Moderately dim disks seem to work best. Patience is also key in this activity, so be sure to scan and even rescan the images. Using a larger tree (with enough gaps to create projections) vs. a smaller tree that’s more susceptible to the wind will help greatly.
This leads us to the question of how large of a spot a natural “pinhole” can show. Again, your results may vary. I find when looking through a No. 14 welder’s glass directly at the Sun, I can usually detect sunspots that span about 1.5 Earth diameters or more. Naturally, the larger the solar spot, the easier it is to see. If you don’t have solar-safe glasses, the website of NASA’s Solar Dynamics Observatory offers daily images of the Sun.

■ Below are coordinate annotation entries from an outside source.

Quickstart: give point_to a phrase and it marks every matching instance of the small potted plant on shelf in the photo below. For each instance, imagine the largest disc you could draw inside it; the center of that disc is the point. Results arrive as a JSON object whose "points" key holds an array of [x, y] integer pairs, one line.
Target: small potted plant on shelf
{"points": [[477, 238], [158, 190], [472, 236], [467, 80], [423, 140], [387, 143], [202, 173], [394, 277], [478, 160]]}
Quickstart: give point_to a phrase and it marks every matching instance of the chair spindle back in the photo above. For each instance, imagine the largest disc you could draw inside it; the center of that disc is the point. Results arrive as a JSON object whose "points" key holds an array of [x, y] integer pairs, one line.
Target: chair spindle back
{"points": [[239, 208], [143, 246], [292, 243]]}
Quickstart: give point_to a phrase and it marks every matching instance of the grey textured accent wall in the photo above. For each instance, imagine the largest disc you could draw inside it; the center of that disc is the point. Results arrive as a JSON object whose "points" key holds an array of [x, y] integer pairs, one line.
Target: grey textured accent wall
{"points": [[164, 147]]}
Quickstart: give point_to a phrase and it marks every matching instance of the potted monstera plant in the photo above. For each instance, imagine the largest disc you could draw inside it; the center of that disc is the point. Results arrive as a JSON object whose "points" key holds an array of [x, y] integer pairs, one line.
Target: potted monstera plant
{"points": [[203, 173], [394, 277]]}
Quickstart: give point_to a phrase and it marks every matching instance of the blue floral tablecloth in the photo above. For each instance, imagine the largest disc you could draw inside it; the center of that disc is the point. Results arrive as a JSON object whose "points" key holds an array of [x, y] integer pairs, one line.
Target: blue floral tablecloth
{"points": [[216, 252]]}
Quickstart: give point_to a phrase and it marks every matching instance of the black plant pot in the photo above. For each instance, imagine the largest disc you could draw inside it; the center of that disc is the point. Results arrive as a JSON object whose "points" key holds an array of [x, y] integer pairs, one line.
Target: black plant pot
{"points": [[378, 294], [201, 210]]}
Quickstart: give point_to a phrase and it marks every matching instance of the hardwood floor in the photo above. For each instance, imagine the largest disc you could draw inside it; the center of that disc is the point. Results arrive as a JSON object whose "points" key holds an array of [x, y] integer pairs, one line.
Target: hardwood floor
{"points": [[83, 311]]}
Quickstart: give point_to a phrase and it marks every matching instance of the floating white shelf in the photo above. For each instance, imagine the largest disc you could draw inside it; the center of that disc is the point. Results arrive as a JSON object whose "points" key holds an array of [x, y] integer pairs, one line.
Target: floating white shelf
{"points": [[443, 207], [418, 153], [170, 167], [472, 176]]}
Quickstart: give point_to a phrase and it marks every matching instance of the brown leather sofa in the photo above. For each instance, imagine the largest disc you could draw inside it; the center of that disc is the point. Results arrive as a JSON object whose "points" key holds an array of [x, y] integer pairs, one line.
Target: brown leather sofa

My first projected sunspot occurred in May 2023, around the time when complex (and highly elongated) AR 3315 appeared on the Sun’s face. Although I first saw the spot through a No. 14 welder’s glass on May 25, I did not see it via projection until May 27, when it was about 5 Earth diameters. A special day came on June 29, when AR 3354 rapidly grew to 10 Earth diameters. It was so large that I easily saw it projected onto the floor of a dance studio through an artificial hole in the roof. I was able to follow AR 3354 by leaf-hole projection until July 2, when it shrank to about 2 Earth diameters on one remarkably crisp projection.
The reigning sunspot to date is AR 3363 — the same spot that the Perseverance rover imaged from the surface of Mars. I was able to naturally project its image on July 8 — two days after it first appeared on the Sun’s disk. I then followed it daily as the Sun rotated.